Seems depressing to think that all we're her for is to serve the planet once we decay. I'm still convinced that humans are special because of their consciousness.
>What's the purpose of consciousness in this system?
That is a really difficult question. All I can infer is that it was a later addition. Life was first, then conscient humans.
>do you have any evidence
You can see that all the other planets around are big balls of rock, dust and sand. Life is quite rare, and so far we can only find it on Earth (with pardon of the Israeli lunar tardigrades and the American bacteria on the martian rovers).
>Life is quite rare, and so far we can only find it on Earth
And that proves what, exactly?
Nothing. You want proofs, but there are none, other than what we can reason about.
Idk about who.
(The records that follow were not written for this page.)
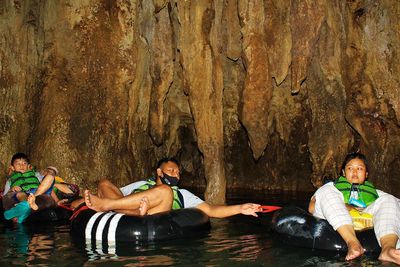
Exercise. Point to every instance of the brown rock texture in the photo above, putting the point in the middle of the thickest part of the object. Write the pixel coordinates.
(256, 95)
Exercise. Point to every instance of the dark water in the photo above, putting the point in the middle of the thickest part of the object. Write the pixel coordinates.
(236, 241)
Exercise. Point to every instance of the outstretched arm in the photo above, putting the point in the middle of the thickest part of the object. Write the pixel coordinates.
(222, 211)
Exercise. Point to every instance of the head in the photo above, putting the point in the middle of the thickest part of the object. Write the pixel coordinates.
(355, 168)
(168, 171)
(20, 162)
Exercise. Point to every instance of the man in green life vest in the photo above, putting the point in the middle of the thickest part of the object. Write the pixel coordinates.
(332, 202)
(158, 194)
(23, 187)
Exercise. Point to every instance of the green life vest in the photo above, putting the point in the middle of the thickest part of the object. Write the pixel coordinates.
(26, 180)
(178, 198)
(366, 191)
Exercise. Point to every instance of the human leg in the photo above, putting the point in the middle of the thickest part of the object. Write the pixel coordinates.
(41, 202)
(106, 189)
(159, 199)
(329, 205)
(386, 218)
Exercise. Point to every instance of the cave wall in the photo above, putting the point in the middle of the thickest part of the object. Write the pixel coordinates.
(266, 95)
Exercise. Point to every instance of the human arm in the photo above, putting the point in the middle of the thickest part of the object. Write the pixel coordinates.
(222, 211)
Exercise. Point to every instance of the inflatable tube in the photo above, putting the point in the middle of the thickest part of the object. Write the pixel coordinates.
(116, 227)
(56, 214)
(299, 228)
The point of this thread is to discuss the how.
Biology is LULZ, distributed systems and genetic algos are c/sci/. It is on topic.
Well, how? How did they do it? Let's disregard the why, for now. Was it the introduction of mitochondria?
They have their own chains of rna, they are independent individuals and carry epigenetic information
You do what they command
This is a neat story, but do you have any evidence at all suggesting that it is actually true?
This is kinda bullshit because ~~*they*~~ would've intervened when we made enough nuclear weapons to destroy the planet a bunch of times. ~~*they*~~ could not have known wether we use them or not so unless this is a zoo where ~~*they*~~ just plant the seed and watch for entertainment your theory is kinda stupid
Maybe they did. Every time that all out nuclear warfare could have happened, numerous times, it didn't. Through statistically improbable events like loyal soldiers, the kind that are given nuclear authority, disobeying orders. And being punished for it. Also machine malfunctions, machines designed and built by the best and brightest, mysteriously not working at the crucial moment.